Cafcass, child maintenance and unrepresented parents: The last week in family law

Cafcass has published its latest figures for care applications and private law demand, for September 2014. In that month Cafcass received a total of 902 care applications, representing a 7% increase compared to those received in September 2013. As to private law demand, Cafcass received a total of 2,858 new private law cases, which is a 25% decrease on September 2013 levels, reflecting the continuing effect of the abolition of legal aid in April 2013.

The House of Commons Public Accounts Committee had published its ‘early progress’ report on the child maintenance 2012 scheme. The Committee found that there is a “worrying uncertainty” around the impact that the introduction of charges for statutory child maintenance services will have. The report has been welcomed by single parent charity Gingerbread, which has warned the government that the charge could see the numbers of children getting child maintenance fall.
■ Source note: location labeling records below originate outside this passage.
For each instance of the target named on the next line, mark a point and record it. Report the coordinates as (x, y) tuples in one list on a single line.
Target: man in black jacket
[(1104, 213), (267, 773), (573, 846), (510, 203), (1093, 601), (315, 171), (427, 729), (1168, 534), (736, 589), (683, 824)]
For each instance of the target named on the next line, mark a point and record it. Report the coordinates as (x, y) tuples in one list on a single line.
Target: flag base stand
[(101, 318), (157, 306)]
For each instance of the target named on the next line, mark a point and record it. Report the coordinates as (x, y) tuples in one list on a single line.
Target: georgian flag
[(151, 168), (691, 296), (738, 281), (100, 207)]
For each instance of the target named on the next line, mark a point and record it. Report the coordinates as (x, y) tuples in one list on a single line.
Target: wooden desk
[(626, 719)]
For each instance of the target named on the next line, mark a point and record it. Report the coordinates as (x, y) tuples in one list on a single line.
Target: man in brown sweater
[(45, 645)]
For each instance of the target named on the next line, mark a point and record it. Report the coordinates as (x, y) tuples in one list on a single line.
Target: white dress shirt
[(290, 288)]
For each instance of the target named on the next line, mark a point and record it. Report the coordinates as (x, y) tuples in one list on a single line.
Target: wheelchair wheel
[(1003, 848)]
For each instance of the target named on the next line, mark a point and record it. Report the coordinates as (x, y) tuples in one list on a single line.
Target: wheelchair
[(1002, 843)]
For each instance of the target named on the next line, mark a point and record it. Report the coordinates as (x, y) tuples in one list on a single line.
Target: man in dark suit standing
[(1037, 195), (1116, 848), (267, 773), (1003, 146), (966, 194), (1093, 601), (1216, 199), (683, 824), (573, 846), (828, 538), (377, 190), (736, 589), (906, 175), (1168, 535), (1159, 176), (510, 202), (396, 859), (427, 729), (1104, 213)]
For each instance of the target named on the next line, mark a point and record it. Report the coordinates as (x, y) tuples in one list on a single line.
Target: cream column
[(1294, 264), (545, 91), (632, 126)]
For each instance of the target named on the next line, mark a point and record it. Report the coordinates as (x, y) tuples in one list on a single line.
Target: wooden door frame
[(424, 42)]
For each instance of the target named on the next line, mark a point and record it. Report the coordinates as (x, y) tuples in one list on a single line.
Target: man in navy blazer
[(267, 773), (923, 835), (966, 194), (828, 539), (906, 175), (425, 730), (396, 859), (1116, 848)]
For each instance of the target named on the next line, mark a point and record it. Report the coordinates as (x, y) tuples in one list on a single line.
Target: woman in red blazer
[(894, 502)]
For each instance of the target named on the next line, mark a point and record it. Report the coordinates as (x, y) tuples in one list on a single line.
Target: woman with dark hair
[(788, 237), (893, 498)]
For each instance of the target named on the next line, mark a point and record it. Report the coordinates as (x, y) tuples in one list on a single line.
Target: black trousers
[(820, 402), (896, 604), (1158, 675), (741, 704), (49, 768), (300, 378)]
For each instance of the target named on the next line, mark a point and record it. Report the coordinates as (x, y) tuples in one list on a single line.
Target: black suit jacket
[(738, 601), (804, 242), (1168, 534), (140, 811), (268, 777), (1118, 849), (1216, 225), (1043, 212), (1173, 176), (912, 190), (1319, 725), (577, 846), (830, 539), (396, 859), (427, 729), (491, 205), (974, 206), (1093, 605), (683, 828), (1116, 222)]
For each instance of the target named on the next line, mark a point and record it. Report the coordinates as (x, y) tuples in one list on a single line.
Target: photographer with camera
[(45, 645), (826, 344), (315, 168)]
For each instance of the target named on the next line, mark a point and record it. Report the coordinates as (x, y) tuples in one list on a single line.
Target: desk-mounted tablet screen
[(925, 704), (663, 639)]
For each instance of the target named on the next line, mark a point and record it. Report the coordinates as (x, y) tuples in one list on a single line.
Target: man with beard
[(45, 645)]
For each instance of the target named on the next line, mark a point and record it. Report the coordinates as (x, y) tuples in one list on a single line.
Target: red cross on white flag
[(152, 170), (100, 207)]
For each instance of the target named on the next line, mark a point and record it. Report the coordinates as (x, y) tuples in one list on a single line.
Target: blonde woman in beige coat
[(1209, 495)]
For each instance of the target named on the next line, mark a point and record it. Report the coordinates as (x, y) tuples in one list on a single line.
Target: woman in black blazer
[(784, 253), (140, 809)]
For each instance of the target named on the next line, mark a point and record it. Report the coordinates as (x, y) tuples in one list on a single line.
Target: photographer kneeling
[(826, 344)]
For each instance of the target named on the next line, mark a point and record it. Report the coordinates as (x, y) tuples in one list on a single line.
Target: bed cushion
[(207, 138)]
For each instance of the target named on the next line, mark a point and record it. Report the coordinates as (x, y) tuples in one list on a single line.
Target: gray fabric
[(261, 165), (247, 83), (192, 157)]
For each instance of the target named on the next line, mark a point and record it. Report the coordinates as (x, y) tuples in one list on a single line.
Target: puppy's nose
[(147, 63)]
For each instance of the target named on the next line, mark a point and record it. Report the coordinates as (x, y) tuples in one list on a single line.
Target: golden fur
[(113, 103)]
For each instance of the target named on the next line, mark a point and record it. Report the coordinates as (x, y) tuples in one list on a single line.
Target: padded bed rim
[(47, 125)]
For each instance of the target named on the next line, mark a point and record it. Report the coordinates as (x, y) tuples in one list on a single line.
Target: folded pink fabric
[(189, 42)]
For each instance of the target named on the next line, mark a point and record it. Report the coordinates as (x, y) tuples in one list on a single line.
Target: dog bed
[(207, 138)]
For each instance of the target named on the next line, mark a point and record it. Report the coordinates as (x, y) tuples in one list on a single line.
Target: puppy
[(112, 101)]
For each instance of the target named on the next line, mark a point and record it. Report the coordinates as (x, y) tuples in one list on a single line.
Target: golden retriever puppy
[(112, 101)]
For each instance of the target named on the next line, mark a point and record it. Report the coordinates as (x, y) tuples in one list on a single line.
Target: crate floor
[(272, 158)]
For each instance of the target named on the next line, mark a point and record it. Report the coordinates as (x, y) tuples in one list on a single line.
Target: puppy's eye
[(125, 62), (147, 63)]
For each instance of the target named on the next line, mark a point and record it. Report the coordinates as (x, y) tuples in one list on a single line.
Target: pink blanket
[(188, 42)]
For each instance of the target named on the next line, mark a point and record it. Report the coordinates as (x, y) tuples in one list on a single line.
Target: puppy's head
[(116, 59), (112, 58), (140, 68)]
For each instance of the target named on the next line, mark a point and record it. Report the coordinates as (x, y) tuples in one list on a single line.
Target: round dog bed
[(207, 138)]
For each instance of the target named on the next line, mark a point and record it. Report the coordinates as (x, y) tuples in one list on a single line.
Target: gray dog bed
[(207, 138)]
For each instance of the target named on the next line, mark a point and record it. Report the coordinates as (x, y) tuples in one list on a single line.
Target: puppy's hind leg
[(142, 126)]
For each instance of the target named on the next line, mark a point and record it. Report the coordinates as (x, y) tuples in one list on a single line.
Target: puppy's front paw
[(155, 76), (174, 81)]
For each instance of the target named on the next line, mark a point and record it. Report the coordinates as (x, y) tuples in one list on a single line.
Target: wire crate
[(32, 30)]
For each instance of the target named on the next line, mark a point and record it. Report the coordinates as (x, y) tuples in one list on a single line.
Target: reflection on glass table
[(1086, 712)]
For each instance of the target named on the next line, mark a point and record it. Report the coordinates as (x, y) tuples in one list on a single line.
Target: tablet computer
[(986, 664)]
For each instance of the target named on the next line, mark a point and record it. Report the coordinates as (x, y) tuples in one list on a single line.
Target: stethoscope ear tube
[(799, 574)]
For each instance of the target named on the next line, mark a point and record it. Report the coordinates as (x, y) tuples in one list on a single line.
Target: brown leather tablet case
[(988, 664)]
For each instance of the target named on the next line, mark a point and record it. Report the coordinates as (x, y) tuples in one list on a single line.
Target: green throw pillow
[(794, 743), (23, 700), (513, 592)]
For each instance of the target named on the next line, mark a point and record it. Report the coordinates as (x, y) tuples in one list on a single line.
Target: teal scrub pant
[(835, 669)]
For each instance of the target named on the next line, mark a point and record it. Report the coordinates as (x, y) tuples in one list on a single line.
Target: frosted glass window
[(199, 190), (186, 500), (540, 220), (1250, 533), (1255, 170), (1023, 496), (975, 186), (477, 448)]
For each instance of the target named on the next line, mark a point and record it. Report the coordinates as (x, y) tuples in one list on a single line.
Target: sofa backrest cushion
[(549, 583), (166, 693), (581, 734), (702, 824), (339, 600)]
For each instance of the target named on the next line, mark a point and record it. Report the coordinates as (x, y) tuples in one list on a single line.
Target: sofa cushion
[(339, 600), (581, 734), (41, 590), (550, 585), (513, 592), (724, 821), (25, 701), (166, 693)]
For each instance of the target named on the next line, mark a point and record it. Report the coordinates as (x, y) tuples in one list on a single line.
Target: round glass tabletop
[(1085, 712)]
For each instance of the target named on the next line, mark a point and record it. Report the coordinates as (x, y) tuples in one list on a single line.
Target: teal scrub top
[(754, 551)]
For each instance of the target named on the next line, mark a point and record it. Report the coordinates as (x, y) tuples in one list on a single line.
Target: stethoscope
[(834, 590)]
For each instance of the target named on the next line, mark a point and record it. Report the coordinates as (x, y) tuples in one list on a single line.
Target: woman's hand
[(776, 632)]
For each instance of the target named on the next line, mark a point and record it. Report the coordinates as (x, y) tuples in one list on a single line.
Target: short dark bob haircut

The chief executive of National Family Mediation, England and Wales’ largest provider of family mediation, has called for closer practical collaboration between lawyers and family mediators. In a speech to Birmingham Law Society, Jane Robey acknowledged “gaps” that have sprung up between the interests of professional mediators and solicitors, but said: “What family mediators want is a genuine partnership with members of the legal profession to help people get to quality legal advice on the options for their futures that they have developed in mediation.”

New government figures have revealed that over sixty percent of parents are now without a lawyer when going to court to contest arrangements for their children. The figures, revealed under a freedom of information request, show that between April and June 2014, 12,554 parents out of a total of 20,126 in England and Wales went to court without a lawyer. Prior to legal aid being withdrawn for most private law family disputes, the proportion of unrepresented parents at court stood at 42% in 2012/13. The latest quarterly figures for 2014/15 show this has increased to 62%.

The office of the President of the Family Division has indicated that section 11 of the Children and Families Act 2014 will come into force on the 22nd of October. Section 11 introduces the ‘presumption of parental involvement’, whereby the court in proceedings relating to a child should presume, unless the contrary is shown, that involvement of each parent in the life of the child concerned will further the child’s welfare. Section 11 will not apply to proceedings commenced prior to the 22nd of October.

And finally, a wife who sacrificed her successful business career to become a housewife has gone to the Court of Appeal to seek a larger share of her husband’s £11 million fortune. Julia Hammans claims that despite their initial equality, her income is now ten times smaller than his. While her husband, Nicholas Hammans, went on to become a multi-millionaire partner at Price Waterhouse Coopers, sometimes earning more than £900,000 a year, she is being forced to sell the £1.75m family home. She said their divorce left her in a “radically different” position and that she should be entitled to compensation for giving up her potential earnings. The Court of Appeal has reserved its judgment, which will be handed down at a later date.